The 9th Circuit Court of Appeals issued an unpublished opinion dated September 8, 2017, in a case called In re Ellison in which the Court issued a warning that consulting with an asset protection attorney can be evidence that a debtor’s actions were taken to hinder or delay creditors. The case involves a man named Joseph Ellison who while facing the possibility of a large award for damages against him made several transfers of assets that the court found to be done to hinder or delay his creditors.
Ellison was terminated by JP Morgan. The parties became involved in an arbitration in which JP Morgan asked the arbitration panel to award it $750,000 for a loan made to Ellison that he had not repaid. In January of 2014 Ellison met with an asset protection attorney, but terminated the representation after the first meeting.
On June 3, 2014, the arbitration panel found that Joseph Ellison owed JP Morgan $790,000. Ellison took the following actions:
- In May of 2014 he transferred $18,000 to his wife’s law firm bank account.
- Shortly after June 3, 2014, he transferred $51,000 to his wife’s law firm account and $121,000 to a corporation owned 100% by Ellison. He later shot himself in the foot by testifying that he transferred the money to protect his family and prevent his creditors from getting it.
- Less than a week after the negative arbitration award Ellison paid his lenders that held first and second liens on his home $41,000 and $11,000, respectively. Again he shot himself in the other foot by testifying that he made the prepayments to protect his family and prevent his creditors from getting the money.
- Shortly thereafter Ellison made four transfers of money to his wife’s law firm bank account.
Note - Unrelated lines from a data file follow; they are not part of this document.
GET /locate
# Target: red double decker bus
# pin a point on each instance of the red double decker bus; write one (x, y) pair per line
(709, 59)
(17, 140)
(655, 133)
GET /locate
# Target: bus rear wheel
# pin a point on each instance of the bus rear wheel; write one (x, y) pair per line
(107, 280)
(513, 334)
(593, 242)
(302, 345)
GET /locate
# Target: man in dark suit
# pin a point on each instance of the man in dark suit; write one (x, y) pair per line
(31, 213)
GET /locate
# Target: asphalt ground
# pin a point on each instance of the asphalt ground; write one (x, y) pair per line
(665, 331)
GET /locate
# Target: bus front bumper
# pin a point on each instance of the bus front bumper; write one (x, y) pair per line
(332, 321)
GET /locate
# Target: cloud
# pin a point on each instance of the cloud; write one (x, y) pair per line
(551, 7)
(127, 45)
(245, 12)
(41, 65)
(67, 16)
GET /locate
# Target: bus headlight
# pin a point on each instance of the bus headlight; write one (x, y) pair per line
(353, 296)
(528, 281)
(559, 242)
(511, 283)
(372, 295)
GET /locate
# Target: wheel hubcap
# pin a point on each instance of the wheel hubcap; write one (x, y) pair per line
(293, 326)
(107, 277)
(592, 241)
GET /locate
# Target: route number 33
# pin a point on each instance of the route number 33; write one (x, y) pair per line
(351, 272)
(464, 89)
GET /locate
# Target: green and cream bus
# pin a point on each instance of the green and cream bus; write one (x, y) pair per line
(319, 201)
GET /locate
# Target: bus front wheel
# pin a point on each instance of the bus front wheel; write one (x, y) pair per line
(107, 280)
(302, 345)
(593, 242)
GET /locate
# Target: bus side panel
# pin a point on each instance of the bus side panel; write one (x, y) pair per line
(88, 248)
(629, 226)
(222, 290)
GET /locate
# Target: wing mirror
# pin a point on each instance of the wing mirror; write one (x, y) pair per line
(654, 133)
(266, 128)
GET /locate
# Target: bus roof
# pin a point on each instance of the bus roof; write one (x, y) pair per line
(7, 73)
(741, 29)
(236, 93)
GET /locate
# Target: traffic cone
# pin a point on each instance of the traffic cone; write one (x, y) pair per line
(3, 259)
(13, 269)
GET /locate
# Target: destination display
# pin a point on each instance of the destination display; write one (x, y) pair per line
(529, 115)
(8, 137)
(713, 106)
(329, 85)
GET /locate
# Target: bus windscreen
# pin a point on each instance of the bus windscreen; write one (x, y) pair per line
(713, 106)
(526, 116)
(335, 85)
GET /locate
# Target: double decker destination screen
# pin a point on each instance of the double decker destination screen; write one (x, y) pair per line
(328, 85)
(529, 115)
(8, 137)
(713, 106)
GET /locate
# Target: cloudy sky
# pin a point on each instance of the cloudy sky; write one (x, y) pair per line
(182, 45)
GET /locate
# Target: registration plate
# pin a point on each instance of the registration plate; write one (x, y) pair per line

The largest transfer was $17,000.
On July 29, 2014, Joseph Ellison did something attorney Jay Adkisson describes as follows:
“Ellison did one of the worst things that a debtor who has made transfers in defeat of his creditors can do: He filed for bankruptcy”
The reason it was a big mistake for Ellison to file for bankruptcy is because Bankruptcy Code § 727(a)(2)(A) says that a debtor cannot be discharged from debts if:
“the debtor, with intent to hinder, delay, or defraud a creditor . . . has transferred, removed, destroyed, mutilated, or concealed, or has permitted to be transferred, removed, destroyed, mutilated, or concealed . . . property of the debtor, within one year before the date of the filing of the petition”
The bankruptcy court refused to discharge Ellison’s debts and he appealed to the 9th Circuit Court of Appeals. The 9th Circuit found that Ellison’s transfers listed above violated Bankruptcy Code § 727(a)(2)(A) and it affirmed the bankruptcy court’s decision.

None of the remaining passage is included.